Sinan Canan'ın 'İfa' serisi, insanın potansiyelini keşfetme ve sınırları zorlayarak gelişme ihtiyacını vurgulayan derinlikli bir yolculuktur. Bu kitaplar, insan psikolojisiyle biyolojisinin kesiştiği noktada, bireylerin kendini gerçekleştirme isteğini inceler ve Rogers'ın düşünceleriyle paralellik gösteriyor. Serinin son halkası olan 'İfa 3 – Sınırları Aşmak', insanın içinde bulunduğu sınırları tanımlarken, bu sınırlarla başa çıkma stratejileri ve çözümler sunuyor.
Kitap, insanın karşılaştığı çeşitli sınırları belirginleştirerek farklı bir bakış açısı sunuyor. Coğrafi sınırların geçmişte İbn-i Haldun'un "Coğrafya kaderdir" sözünden bugünkü koşullara nasıl evrildiğini tartışırken, insanın doğayla olan etkileşimini ve çevresel faktörlerin birey üzerindeki etkilerini irdelemeye açıyor. Dil sınırları konusunda, teknolojinin getirdiği kolaylıkların dilin önemini azalttığı yönündeki argümanı eleştirerek, farklı dillerin düşünce yapısına katkılarını ve bakış açısını zenginleştiren unsurları vurguluyor.
Alışkanlık sınırları ise kitabın odak noktalarından biridir. Beynin belirsizlik içindeki durumlarda en üretken olduğunu vurgulayarak, tekrar eden alışkanlıkların beynin esnekliğini azaltabileceği ve öğrenme süreçlerini etkileyebileceği fikrini öne sürüyor. Serinin temel amacı, farkında olunan veya olunmayan sınırları irdelemek, bu sınırları aşma stratejileri geliştirmek ve bireylere kişisel gelişimlerine katkı sağlayacak çözümler sunmak.

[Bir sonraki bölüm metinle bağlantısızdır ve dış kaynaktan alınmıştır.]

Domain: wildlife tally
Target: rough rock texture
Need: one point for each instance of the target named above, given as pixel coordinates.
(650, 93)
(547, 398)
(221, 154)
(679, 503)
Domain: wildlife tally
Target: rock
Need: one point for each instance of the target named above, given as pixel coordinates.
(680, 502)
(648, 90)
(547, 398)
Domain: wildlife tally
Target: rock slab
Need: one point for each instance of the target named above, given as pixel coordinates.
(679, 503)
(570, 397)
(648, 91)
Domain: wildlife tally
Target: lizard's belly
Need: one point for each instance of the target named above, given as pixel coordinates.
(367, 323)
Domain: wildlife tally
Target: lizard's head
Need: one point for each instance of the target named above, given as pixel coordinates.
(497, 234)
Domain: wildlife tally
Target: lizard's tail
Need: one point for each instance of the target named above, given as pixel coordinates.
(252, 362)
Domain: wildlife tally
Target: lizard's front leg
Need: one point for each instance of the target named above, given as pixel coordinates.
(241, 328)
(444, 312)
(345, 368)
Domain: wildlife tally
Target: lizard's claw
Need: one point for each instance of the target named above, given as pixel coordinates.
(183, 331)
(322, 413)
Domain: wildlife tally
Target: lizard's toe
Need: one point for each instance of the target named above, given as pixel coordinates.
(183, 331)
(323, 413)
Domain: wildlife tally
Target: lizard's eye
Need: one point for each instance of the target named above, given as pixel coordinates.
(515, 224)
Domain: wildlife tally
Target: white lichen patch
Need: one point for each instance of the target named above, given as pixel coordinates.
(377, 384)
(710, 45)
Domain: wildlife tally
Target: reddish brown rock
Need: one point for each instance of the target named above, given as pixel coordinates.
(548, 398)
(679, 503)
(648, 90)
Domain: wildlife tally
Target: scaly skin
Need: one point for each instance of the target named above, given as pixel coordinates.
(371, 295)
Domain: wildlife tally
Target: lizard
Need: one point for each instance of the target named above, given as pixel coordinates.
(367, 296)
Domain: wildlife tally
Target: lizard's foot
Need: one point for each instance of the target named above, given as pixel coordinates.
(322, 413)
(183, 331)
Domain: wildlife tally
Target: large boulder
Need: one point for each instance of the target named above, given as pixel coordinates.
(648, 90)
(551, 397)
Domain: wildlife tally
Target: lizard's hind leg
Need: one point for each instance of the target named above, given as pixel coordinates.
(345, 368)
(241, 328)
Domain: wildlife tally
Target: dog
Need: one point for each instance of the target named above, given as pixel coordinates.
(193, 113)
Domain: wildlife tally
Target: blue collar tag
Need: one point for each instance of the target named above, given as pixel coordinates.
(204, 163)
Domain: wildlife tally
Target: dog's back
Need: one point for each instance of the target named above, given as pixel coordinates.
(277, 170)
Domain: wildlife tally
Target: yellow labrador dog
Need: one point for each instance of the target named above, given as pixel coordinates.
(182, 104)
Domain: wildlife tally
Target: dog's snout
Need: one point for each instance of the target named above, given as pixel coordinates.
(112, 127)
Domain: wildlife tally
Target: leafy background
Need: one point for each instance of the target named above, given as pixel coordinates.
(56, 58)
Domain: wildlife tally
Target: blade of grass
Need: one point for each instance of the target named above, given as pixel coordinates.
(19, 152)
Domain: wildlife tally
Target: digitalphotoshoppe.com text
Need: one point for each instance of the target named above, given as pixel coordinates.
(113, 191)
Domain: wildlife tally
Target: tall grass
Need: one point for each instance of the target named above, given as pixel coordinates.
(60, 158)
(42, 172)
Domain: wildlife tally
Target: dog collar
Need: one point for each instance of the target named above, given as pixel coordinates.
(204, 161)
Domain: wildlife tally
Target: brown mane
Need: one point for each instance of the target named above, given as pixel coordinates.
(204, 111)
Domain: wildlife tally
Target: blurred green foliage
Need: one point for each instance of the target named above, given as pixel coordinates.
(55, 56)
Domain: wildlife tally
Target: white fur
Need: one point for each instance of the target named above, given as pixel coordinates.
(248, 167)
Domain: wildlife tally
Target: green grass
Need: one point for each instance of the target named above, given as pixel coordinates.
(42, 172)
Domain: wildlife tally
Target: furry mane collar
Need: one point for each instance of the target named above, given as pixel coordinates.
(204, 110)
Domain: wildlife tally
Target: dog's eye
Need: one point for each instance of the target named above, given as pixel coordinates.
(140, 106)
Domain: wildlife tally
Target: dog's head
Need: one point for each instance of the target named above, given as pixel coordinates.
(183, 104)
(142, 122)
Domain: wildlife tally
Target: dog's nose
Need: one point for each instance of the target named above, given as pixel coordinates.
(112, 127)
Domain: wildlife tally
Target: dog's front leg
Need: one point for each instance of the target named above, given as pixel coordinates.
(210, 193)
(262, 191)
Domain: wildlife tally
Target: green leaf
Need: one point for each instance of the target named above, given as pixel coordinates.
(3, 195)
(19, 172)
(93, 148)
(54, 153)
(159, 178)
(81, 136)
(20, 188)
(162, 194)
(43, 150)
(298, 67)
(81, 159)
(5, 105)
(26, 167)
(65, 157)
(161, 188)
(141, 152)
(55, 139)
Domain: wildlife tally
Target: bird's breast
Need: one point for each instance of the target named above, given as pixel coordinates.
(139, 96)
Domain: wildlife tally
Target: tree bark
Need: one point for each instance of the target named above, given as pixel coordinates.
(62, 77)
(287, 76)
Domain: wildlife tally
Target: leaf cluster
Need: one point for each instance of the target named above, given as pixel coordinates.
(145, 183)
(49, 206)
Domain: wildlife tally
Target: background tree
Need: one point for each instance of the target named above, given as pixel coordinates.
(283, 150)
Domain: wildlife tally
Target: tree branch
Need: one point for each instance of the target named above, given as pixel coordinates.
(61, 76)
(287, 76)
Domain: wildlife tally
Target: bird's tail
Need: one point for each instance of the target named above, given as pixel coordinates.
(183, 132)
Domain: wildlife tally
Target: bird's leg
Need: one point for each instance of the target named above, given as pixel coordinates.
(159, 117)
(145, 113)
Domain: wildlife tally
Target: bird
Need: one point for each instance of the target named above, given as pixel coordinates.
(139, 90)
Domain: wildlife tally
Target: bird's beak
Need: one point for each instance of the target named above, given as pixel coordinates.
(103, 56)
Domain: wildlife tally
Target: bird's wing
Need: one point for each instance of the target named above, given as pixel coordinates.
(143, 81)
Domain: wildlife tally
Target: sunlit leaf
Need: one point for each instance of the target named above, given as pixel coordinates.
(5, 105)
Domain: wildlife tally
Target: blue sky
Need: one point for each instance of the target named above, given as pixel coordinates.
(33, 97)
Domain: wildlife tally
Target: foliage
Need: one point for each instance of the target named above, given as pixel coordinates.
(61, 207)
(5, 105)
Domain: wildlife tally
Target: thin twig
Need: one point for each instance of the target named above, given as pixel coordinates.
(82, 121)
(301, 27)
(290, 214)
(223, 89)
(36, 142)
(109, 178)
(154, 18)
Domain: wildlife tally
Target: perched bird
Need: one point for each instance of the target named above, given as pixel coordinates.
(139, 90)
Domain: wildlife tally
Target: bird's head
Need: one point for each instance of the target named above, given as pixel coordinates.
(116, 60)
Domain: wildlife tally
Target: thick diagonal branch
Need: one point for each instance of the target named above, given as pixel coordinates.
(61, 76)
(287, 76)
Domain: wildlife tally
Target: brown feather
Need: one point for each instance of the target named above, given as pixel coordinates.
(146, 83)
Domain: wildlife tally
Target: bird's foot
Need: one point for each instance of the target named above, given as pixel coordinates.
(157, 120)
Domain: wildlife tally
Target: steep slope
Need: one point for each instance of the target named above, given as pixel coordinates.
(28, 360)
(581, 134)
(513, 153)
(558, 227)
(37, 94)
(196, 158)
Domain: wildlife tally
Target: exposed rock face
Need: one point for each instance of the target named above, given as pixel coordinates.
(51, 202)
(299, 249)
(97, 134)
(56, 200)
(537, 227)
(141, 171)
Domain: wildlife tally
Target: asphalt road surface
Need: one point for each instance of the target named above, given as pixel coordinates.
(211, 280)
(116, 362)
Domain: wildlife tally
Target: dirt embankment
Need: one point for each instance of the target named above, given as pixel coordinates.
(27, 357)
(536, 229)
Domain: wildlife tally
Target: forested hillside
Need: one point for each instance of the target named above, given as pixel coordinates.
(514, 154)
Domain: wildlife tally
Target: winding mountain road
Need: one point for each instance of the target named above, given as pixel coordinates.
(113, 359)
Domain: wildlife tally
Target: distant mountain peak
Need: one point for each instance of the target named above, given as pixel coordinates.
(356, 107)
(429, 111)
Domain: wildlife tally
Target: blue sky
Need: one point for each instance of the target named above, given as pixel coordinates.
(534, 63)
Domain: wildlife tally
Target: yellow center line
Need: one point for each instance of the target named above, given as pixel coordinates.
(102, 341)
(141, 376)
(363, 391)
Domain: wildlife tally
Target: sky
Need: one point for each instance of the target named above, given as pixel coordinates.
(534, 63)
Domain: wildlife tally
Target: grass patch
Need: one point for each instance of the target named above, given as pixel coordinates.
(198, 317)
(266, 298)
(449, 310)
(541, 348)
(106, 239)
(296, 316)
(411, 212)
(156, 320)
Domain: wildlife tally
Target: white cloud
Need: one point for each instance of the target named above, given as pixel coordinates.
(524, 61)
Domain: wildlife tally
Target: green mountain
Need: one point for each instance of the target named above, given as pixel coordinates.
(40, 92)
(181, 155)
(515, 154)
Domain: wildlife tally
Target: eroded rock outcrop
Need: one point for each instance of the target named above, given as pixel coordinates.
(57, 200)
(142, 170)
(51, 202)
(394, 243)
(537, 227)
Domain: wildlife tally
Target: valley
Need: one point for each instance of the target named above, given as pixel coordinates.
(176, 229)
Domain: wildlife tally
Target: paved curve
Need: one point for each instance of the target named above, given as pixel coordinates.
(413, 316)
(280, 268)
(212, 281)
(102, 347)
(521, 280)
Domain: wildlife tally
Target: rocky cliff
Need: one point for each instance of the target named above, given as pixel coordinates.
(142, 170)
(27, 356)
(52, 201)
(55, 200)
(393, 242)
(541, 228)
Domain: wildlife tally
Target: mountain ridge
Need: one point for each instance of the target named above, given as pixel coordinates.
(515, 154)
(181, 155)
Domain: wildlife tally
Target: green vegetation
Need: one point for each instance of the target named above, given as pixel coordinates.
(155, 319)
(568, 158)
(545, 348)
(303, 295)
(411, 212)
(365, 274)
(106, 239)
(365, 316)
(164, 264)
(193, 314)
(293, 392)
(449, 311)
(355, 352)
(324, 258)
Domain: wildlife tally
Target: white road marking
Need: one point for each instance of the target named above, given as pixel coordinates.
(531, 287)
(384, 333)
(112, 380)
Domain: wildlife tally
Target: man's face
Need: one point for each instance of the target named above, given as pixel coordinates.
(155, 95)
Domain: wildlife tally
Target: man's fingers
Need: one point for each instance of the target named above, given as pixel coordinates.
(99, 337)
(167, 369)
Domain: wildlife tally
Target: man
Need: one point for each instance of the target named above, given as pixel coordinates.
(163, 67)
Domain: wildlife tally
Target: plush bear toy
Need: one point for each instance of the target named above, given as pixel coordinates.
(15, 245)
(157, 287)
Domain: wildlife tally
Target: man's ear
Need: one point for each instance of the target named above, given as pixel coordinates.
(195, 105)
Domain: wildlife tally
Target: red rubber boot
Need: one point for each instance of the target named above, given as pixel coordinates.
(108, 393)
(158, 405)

Bu eser, insanın içinde bulunduğu sınırların esasen zihinsel, duygusal ve fiziksel gelişimine olan etkilerini gözler önüne seriyor. İnsanın potansiyelini keşfetmesi, sınırlarını aşması ve kendi gelişimine katkıda bulunması adına rehberlik ediyor. Bireyin içinde bulunduğu koşulları daha geniş bir perspektiften değerlendirerek, sınırları aşmanın özgürleştirici etkilerini vurguluyor.